UTF-16: Encodes the entire 21-bit range, encoding most of the first 0000 to FFFF range as-is, and using surrogate pairs in that range to encode 00010000 to 0010FFFF. The latter range is shifted to 00000000 to 000FFFFF before encoding, which can be encoded in the 20 bits that surrogate pairs provide. This is a subtlety that one likely does not appreciate if one learns UTF-8 first and expects UTF-16 to be like it.

UTF-8: Could originally encode 00000000 to 7FFFFFFF, but since the limitation to just the first 17 planes a lot of UTF-8 codecs in the real world actually no longer contain the code for handling the longer sequences. Witness things like the UTF-8 codec in MySQL, whose 32-bit support conditional compilation switch is mentioned at https://news.ycombinator.com/item?id=17311048 .

> a lot of UTF-8 codecs in the real world actually no longer contain the code for handling the longer sequences.

Not exactly.

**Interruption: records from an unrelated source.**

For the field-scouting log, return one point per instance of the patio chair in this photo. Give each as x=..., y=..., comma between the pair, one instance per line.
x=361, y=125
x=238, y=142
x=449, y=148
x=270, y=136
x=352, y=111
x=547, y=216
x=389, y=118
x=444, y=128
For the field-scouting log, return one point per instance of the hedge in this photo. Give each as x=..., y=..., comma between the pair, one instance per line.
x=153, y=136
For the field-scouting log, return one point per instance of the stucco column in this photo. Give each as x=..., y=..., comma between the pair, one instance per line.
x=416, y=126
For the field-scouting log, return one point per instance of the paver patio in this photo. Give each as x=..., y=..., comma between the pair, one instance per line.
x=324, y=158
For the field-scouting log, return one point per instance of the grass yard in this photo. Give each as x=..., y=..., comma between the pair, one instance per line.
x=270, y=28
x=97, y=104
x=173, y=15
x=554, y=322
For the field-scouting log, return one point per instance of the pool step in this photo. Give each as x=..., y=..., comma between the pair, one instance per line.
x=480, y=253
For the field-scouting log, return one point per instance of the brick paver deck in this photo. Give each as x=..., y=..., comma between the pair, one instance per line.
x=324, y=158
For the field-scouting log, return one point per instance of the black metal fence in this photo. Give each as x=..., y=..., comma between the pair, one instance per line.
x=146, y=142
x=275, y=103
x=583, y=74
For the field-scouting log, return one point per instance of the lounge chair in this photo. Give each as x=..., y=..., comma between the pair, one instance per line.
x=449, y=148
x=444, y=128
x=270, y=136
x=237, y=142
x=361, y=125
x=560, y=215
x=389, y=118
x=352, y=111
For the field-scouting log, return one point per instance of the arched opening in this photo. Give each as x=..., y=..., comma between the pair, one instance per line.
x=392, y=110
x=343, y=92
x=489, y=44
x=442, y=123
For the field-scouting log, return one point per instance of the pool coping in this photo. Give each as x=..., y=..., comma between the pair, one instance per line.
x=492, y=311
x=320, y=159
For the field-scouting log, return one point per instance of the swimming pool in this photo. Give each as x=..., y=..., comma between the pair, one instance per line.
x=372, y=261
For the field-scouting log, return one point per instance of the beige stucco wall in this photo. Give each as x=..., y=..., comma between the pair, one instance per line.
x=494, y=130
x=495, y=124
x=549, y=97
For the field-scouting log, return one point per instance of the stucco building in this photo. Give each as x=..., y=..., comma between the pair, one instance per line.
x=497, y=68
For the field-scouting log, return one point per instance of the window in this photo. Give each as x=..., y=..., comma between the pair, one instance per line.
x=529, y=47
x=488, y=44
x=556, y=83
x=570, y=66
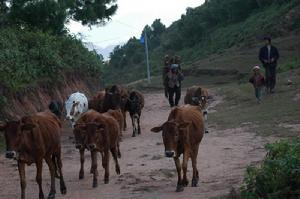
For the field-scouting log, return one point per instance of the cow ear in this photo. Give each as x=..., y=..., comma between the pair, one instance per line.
x=27, y=127
x=156, y=129
x=3, y=125
x=184, y=125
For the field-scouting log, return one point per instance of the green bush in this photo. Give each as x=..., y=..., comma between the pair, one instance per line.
x=30, y=56
x=278, y=176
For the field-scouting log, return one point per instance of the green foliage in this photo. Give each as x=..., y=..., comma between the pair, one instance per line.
x=29, y=56
x=279, y=174
x=51, y=15
x=208, y=29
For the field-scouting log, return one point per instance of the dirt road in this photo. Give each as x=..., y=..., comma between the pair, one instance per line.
x=145, y=172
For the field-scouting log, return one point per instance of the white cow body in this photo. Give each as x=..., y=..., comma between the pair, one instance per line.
x=76, y=104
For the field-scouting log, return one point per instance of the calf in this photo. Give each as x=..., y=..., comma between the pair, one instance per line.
x=32, y=139
x=134, y=106
x=197, y=96
x=116, y=98
x=182, y=134
x=76, y=104
x=102, y=135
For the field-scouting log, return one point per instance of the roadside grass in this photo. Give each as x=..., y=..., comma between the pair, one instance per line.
x=240, y=108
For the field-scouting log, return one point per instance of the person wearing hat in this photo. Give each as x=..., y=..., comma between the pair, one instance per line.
x=268, y=55
x=166, y=69
x=258, y=82
x=174, y=78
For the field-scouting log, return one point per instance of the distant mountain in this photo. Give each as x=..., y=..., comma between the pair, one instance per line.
x=100, y=50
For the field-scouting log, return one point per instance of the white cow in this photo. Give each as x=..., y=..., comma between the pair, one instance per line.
x=76, y=104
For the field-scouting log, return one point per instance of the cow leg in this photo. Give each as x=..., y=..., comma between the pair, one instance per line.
x=39, y=168
x=133, y=125
x=21, y=167
x=105, y=164
x=185, y=160
x=81, y=171
x=115, y=156
x=94, y=168
x=179, y=187
x=52, y=174
x=63, y=189
x=124, y=118
x=195, y=179
x=139, y=126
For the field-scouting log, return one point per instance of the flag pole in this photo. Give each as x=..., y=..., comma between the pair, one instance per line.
x=147, y=58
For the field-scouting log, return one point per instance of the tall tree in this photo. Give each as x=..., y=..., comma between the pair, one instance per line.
x=52, y=15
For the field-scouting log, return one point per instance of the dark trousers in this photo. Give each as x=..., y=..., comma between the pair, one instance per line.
x=270, y=70
x=174, y=91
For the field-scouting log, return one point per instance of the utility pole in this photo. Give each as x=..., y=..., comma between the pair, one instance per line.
x=147, y=58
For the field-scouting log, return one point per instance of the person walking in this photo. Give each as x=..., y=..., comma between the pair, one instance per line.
x=174, y=78
x=166, y=69
x=268, y=55
x=258, y=82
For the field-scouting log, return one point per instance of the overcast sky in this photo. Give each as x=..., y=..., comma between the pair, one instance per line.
x=130, y=19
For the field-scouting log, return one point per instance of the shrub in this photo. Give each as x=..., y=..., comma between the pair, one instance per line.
x=279, y=174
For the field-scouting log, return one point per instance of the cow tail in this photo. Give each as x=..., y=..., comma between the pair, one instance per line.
x=56, y=166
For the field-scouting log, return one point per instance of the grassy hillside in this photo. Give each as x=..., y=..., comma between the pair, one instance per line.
x=241, y=37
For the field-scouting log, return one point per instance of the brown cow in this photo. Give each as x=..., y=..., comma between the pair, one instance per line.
x=116, y=98
x=134, y=106
x=32, y=139
x=182, y=134
x=97, y=101
x=102, y=135
x=197, y=96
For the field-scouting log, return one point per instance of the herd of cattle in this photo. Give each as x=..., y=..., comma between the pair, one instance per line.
x=97, y=126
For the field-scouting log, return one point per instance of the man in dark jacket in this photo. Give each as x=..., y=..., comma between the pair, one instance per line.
x=268, y=55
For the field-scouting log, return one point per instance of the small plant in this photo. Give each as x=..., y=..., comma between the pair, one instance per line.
x=279, y=174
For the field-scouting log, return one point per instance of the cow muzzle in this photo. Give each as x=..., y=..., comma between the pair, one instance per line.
x=78, y=146
x=11, y=155
x=169, y=154
x=91, y=147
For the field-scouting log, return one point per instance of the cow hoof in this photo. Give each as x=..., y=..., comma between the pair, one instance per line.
x=195, y=183
x=63, y=190
x=179, y=188
x=51, y=196
x=185, y=183
x=95, y=183
x=81, y=176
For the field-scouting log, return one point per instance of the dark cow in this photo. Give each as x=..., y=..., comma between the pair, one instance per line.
x=56, y=107
x=32, y=139
x=101, y=135
x=97, y=101
x=134, y=106
x=198, y=96
x=116, y=98
x=182, y=134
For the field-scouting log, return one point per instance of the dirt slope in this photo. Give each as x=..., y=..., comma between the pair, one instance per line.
x=145, y=172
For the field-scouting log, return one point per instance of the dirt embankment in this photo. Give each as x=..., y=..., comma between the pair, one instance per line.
x=37, y=98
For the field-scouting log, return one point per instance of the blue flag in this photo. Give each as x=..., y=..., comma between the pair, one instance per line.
x=142, y=39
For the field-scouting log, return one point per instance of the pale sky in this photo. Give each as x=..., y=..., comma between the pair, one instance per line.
x=130, y=19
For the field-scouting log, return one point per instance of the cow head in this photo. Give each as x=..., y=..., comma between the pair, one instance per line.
x=172, y=133
x=72, y=109
x=95, y=134
x=79, y=132
x=14, y=133
x=113, y=98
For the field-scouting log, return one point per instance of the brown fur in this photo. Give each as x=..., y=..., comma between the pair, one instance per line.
x=35, y=138
x=182, y=134
x=102, y=132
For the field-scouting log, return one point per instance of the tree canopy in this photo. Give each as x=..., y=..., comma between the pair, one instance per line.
x=52, y=15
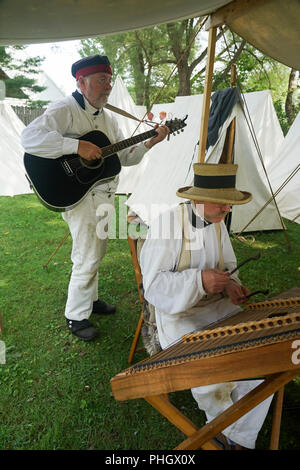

A conforming decoder MUST reject them.

MySQL’s problem is that, by default, it can’t even handle all valid code points.

I don't see anything wrong with what you're saying, but I still don't get how it explains the original comment I replied to [1]:

> I'm not at all convinced that 2^21 codepoints will be enough, so someday it'd be nice to be able to get past UTF-16 and move to UTF-8

UTF-16 currently uses up to 2 16-bit code units per code point, whereas UTF-8 uses up to 4 8-bit code units per code point, and the latter wastes more bits for continuation than the former. How is "getting past UTF-16 and moving to UTF-8" supposed to increase the number of code points we can represent, as claimed above? If anything, UTF-16 wastes fewer bits in the current maximum number of code units, so it should have more room for expansion without increasing the number of code units.

[1] https://news.ycombinator.com/item?id=17771351

Yes, UTF-16 can encode all currently valid Unicode codepoints, which is more than 2²⁰ but less than 2²¹. But cryptonector doesn't believe it will be enough in the future.

OTOH, UTF-8, as originally defined, can encode 2³¹ codepoints.

Utf-16 is always 16 bit, utf-8 is variable, can go from 8 to 32 as needed...

This does make coding for utf-8 harder, but when it works is really wonderful stuff.

UTF-16 is not always 16b/codepoint. UCS-2, its ancestor and more or less what is actually used by Windows when it talks about "Unicode", was 16b/codepoint. It turned out that 64k codepoints wasn't enough for everybody, so they increased the range and added "surrogate pairs" to UCS-2 to make UTF-16. Codepoints in UTF-16 are, therefore, either 16b/codepoint or 32b/codepoint. Many systems that adopted UCS-2 claim UTF-16 compatability but in fact allow unpaired surrogate pairs (an error in UTF-16). The necessity of encoding such invalid UTF-16 strings in UTF-8 under certain circumstances lead to the pseudo-standard known as WTF-8[0].

UTF-8 was designed (as legend has it, on the back of a napkin during a dinner break) after the increase in range and doesn't suffer from the same problem. Additionally, it's straight-forward "continuation" mechanism isn't any more difficult to deal with than surrogate pairs, and it doesn't have any endianess issues like UTF-16/UCS-2.

[0]https://simonsapin.github.io/wtf-8/

UCS-2 is always 2 octets, UTF-16 allows for so-called surrogate pairs which expands the bits available making it variable size.
Look up UCS-2 that I mentioned in my comment.